Fix PRIMARY failures first — these are probable root causes rather than propagated symptoms.
Group remediation by fix type (system prompt, tool description/schema, orchestration) so teams can own rollouts and validation plans.
Validate fixes with small canaries or A/B tests before wide rollout to avoid introducing regressions elsewhere.

ROI and a short vignette

Anonymized case: Team X enabled detectors on a multi‑tool research assistant. A recurring orchestration bug that previously took ~4 hours to diagnose was reduced to ~20 minutes from detection to an actionable ticket. That reduced incident overhead, sped up rollbacks and patches, and allowed the team to ship feature changes faster. Even with LLM inference costs, the saved engineer hours and fewer rollbacks produced a net positive ROI for high‑value agent workflows.

Limitations, risks, and open questions

Calibration & false alarms: LLMs can produce false positives/negatives. Treat detector recommendations as high‑signal triage, not immutable truths.
Generalization: Accuracy can vary across agent architectures, domains, and LLM backends—validate detectors on representative traces.
Privacy & compliance: Sending production traces to external inference requires careful PII handling and contractual safeguards.
Validation of fixes: Automating remediation is powerful, but always validate with canaries and rollback plans.

Quick checklist for leaders

Inventory high‑value agent workflows and their trace availability (OTel / CloudWatch).
Enable detectors in staging with MEDIUM threshold and ON_FAILURE CI trigger.
Define owners for SYSTEM_PROMPT_FIX vs TOOL_DESCRIPTION_FIX remediations.
Implement PII redaction and a sampling policy to control cost.
Measure mean time to repair (MTTR) before & after detectors to quantify impact.
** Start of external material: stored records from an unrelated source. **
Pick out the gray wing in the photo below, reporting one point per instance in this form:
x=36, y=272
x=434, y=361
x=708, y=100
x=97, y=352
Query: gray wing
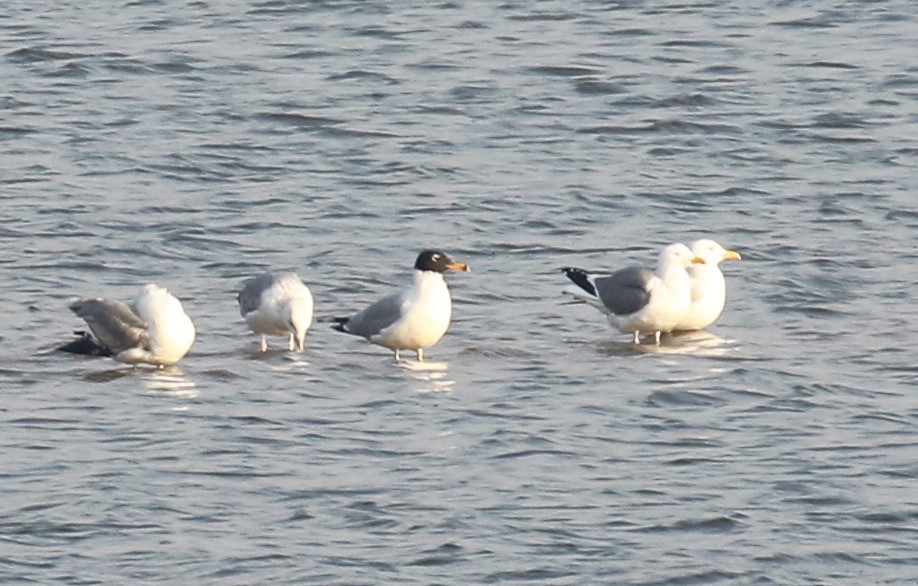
x=249, y=297
x=375, y=318
x=624, y=291
x=113, y=323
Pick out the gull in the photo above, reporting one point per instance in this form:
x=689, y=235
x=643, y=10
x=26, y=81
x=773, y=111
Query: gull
x=709, y=288
x=277, y=304
x=414, y=319
x=637, y=300
x=153, y=329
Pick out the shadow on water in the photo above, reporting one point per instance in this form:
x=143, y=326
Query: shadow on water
x=698, y=343
x=433, y=376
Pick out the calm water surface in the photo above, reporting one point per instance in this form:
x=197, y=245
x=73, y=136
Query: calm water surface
x=194, y=144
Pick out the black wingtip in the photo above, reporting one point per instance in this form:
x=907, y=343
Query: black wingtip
x=84, y=344
x=581, y=278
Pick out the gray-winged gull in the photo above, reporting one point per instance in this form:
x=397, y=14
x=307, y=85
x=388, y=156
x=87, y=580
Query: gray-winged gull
x=637, y=300
x=414, y=319
x=153, y=329
x=277, y=304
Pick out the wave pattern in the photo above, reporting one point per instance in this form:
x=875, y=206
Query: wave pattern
x=193, y=145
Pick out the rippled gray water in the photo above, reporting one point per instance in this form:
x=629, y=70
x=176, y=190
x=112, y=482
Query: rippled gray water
x=193, y=144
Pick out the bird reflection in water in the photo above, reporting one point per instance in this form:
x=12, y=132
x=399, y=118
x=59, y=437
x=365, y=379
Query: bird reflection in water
x=433, y=376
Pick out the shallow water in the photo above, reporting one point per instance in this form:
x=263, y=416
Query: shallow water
x=195, y=145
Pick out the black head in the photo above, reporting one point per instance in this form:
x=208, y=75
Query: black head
x=438, y=262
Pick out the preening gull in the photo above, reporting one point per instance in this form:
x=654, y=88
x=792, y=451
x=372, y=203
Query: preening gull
x=277, y=304
x=153, y=329
x=414, y=319
x=709, y=288
x=636, y=300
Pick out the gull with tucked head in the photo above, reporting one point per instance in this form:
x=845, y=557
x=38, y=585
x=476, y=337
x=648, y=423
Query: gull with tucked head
x=277, y=304
x=153, y=329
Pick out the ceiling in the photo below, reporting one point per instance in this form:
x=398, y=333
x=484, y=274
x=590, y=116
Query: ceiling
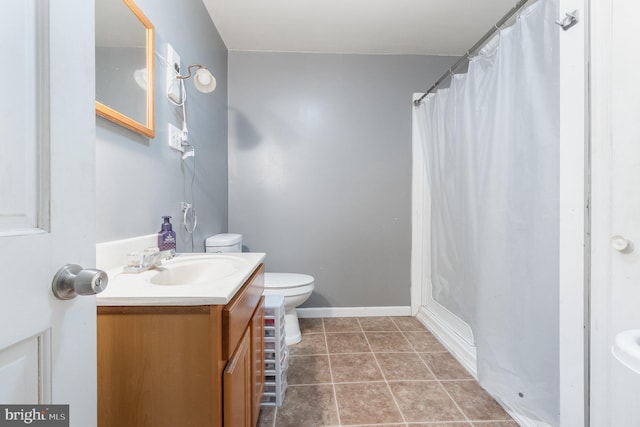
x=419, y=27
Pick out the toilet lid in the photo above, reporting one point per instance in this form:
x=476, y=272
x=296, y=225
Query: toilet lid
x=286, y=280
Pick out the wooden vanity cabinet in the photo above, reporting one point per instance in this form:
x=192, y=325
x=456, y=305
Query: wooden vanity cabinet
x=183, y=365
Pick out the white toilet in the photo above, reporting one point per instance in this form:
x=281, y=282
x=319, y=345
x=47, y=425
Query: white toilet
x=296, y=288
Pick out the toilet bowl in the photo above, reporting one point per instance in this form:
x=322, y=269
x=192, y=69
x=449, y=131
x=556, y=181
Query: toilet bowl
x=296, y=288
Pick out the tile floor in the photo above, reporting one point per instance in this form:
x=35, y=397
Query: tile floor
x=378, y=371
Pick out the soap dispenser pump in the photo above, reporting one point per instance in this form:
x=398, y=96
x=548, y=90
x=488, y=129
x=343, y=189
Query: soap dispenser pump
x=166, y=236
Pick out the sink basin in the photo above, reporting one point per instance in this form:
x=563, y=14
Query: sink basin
x=185, y=280
x=626, y=348
x=196, y=270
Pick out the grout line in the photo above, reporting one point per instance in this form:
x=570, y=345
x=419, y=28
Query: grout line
x=437, y=379
x=333, y=384
x=404, y=419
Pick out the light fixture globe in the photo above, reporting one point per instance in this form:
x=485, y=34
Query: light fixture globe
x=204, y=81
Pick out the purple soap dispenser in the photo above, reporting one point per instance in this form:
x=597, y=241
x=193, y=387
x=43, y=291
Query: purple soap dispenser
x=166, y=236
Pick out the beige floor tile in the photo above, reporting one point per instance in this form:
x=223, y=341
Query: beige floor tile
x=445, y=367
x=359, y=367
x=267, y=417
x=342, y=324
x=476, y=403
x=403, y=366
x=366, y=403
x=378, y=324
x=460, y=424
x=308, y=405
x=425, y=401
x=308, y=370
x=311, y=344
x=424, y=342
x=388, y=342
x=311, y=326
x=408, y=324
x=347, y=342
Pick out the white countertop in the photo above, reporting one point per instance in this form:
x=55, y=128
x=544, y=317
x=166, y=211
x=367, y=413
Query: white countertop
x=138, y=290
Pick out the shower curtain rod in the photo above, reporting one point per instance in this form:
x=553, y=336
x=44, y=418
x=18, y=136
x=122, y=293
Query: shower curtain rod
x=497, y=27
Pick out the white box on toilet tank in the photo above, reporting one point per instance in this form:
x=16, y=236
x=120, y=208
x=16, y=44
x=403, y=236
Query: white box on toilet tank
x=226, y=242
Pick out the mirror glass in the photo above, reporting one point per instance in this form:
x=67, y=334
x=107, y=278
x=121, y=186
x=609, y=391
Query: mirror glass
x=124, y=65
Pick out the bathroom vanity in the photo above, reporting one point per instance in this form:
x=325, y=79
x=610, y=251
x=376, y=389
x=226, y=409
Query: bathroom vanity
x=199, y=364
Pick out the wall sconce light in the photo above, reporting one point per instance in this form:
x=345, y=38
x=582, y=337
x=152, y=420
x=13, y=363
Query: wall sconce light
x=203, y=80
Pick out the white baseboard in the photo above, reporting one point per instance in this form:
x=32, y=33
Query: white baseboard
x=450, y=339
x=315, y=312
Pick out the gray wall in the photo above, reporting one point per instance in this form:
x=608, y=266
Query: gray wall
x=320, y=168
x=140, y=179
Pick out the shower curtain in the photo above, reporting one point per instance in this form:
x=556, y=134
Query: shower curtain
x=491, y=146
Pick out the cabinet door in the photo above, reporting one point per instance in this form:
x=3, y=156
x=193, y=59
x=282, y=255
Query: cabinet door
x=257, y=359
x=238, y=376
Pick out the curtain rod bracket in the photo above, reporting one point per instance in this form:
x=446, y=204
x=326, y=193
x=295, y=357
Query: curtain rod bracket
x=570, y=19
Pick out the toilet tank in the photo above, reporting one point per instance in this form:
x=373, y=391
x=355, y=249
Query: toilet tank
x=226, y=242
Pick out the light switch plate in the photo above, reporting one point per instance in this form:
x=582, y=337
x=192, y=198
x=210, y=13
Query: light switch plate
x=173, y=69
x=175, y=138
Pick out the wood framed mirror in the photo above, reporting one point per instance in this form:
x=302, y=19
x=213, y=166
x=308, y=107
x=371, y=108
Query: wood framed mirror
x=124, y=65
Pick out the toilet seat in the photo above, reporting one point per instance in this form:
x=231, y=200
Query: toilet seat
x=287, y=284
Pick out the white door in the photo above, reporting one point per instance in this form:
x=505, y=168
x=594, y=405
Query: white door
x=615, y=280
x=47, y=203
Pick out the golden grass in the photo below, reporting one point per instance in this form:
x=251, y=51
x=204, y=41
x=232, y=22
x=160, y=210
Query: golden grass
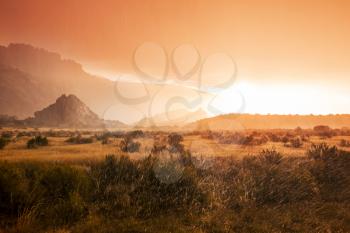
x=59, y=150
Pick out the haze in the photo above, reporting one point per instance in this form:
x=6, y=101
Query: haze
x=291, y=56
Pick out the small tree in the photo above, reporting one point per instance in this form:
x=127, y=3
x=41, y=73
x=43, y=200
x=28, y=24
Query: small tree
x=36, y=142
x=128, y=145
x=3, y=142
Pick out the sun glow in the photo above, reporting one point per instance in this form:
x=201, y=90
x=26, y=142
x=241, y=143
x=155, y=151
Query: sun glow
x=281, y=99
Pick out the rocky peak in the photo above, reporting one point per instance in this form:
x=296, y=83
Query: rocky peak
x=67, y=111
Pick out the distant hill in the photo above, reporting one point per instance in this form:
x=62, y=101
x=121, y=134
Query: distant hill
x=21, y=93
x=250, y=121
x=173, y=118
x=70, y=112
x=31, y=78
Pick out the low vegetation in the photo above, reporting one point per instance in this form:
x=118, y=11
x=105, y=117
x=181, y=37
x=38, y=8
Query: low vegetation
x=80, y=140
x=267, y=192
x=37, y=141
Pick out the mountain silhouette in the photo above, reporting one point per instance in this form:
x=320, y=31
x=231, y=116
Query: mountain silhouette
x=69, y=111
x=31, y=78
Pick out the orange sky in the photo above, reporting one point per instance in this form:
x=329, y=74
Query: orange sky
x=281, y=43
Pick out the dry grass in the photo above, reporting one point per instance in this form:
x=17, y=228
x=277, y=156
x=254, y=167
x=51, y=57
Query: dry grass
x=59, y=150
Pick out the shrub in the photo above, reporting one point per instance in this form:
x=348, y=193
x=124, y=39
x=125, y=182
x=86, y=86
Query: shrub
x=37, y=142
x=128, y=145
x=331, y=169
x=3, y=142
x=344, y=143
x=174, y=141
x=80, y=140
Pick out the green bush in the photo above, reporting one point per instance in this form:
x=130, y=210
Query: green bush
x=3, y=142
x=80, y=140
x=128, y=145
x=37, y=142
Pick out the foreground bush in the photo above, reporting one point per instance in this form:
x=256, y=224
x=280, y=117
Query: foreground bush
x=3, y=142
x=37, y=142
x=80, y=140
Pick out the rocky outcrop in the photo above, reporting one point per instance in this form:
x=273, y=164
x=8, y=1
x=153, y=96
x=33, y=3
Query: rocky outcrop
x=70, y=112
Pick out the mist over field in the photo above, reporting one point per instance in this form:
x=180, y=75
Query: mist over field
x=174, y=116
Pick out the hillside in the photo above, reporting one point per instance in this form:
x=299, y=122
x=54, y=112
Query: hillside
x=69, y=111
x=31, y=78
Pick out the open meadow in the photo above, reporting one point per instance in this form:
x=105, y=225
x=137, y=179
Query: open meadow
x=159, y=181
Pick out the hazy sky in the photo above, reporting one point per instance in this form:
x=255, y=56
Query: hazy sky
x=295, y=51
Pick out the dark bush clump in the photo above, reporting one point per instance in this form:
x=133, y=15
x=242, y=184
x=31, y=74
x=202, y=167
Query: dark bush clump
x=3, y=142
x=37, y=142
x=80, y=140
x=128, y=145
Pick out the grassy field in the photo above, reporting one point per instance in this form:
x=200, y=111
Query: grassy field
x=60, y=150
x=254, y=181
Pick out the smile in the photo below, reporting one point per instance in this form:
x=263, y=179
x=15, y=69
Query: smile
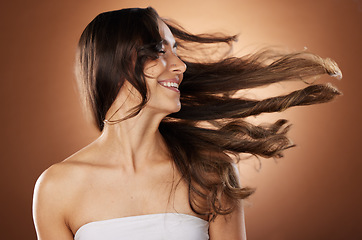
x=172, y=85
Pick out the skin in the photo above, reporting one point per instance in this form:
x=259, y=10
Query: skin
x=126, y=166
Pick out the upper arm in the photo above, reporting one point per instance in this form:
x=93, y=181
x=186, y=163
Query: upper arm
x=48, y=208
x=231, y=226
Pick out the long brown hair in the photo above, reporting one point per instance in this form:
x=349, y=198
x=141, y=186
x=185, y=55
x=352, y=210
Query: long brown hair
x=210, y=127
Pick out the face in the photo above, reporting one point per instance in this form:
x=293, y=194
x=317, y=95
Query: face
x=164, y=75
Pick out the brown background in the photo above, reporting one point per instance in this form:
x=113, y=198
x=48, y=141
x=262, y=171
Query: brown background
x=312, y=193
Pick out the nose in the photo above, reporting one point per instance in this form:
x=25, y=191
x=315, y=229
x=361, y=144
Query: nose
x=177, y=65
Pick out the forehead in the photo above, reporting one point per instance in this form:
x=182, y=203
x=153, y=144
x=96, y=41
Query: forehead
x=165, y=33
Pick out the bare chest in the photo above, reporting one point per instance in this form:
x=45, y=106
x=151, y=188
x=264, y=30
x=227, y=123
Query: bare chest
x=116, y=196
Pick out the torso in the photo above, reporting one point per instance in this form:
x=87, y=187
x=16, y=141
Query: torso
x=98, y=192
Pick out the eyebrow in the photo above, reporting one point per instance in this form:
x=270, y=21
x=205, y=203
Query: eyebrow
x=164, y=41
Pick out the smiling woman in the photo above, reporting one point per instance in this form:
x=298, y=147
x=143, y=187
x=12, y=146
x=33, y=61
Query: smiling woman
x=157, y=171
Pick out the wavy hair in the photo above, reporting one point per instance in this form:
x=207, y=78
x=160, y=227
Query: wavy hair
x=210, y=128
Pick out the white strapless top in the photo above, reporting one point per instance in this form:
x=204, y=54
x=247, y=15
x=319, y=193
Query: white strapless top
x=170, y=226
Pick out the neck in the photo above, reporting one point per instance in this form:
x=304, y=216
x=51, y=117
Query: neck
x=134, y=143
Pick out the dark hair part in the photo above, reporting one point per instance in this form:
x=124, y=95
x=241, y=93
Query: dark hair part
x=114, y=47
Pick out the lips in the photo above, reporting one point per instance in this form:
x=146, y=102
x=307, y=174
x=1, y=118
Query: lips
x=171, y=84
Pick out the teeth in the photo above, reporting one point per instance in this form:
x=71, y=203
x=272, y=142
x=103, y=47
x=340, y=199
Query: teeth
x=169, y=84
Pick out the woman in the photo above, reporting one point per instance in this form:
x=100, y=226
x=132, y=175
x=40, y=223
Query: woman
x=158, y=172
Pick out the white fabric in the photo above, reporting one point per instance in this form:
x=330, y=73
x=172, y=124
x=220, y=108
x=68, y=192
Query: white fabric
x=170, y=226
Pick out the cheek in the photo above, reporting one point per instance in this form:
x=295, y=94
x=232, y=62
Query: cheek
x=155, y=68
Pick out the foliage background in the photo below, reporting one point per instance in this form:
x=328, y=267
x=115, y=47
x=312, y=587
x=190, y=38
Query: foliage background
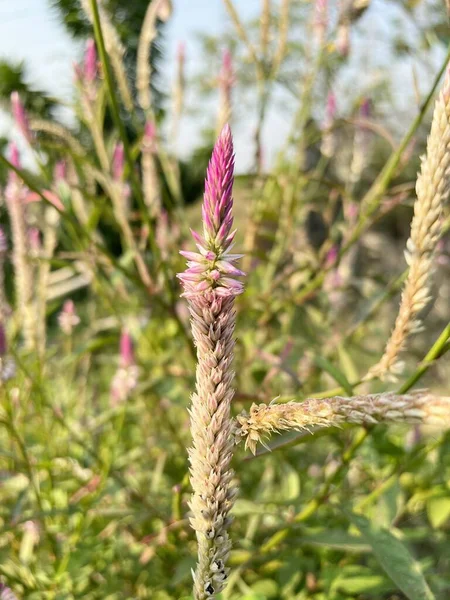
x=94, y=493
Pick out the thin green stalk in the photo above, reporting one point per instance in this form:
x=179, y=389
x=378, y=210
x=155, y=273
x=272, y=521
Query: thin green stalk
x=115, y=107
x=438, y=349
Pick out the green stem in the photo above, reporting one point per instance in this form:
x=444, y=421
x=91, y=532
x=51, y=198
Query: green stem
x=439, y=348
Key questions and short answers

What does detect_failures do?

It scans session spans with LLM-based analysis, assigns failure category(ies), confidence scores, and evidence for each span.
How does analyze_root_cause separate root causes from symptoms?

It links detected failures into causal chains, labels each as PRIMARY/SECONDARY/TERTIARY, estimates propagation impact, and recommends fix types accordingly.
Can I diagnose production traces automatically?

Yes—use CloudWatchProvider (or LangfuseProvider/OpenSearchProvider) to fetch OTEL or framework-exported traces; providers convert traces into Session objects for diagnosis.
How do I control inference costs?

Sample aggressively (100% failures, partial successes), prune failure paths, cache pre-detected failures, and run ALWAYS only on a low cadence.

Next steps

If you run AI agents in production—especially ones orchestrating tools, retrieval systems, or multi‑step workflows—adding LLM‑based failure detection and root cause analysis tightens feedback loops and reduces time to repair. Try a sample trace (for example, the flawed_session.json test traces in the Strands Evals repo) and run detect_failures with a MEDIUM threshold to see how recommendations map to your ownership model.

Explore the Strands Evals project and test traces here: Strands Evals on GitHub. For trace formats and instrumentation, see OpenTelemetry. If you plan to use Amazon Bedrock as the inference backend, review Amazon Bedrock for model and cost details.

Detectors aim to shorten diagnosis from hours to minutes by automatically extracting failures, causal links, and fix recommendations.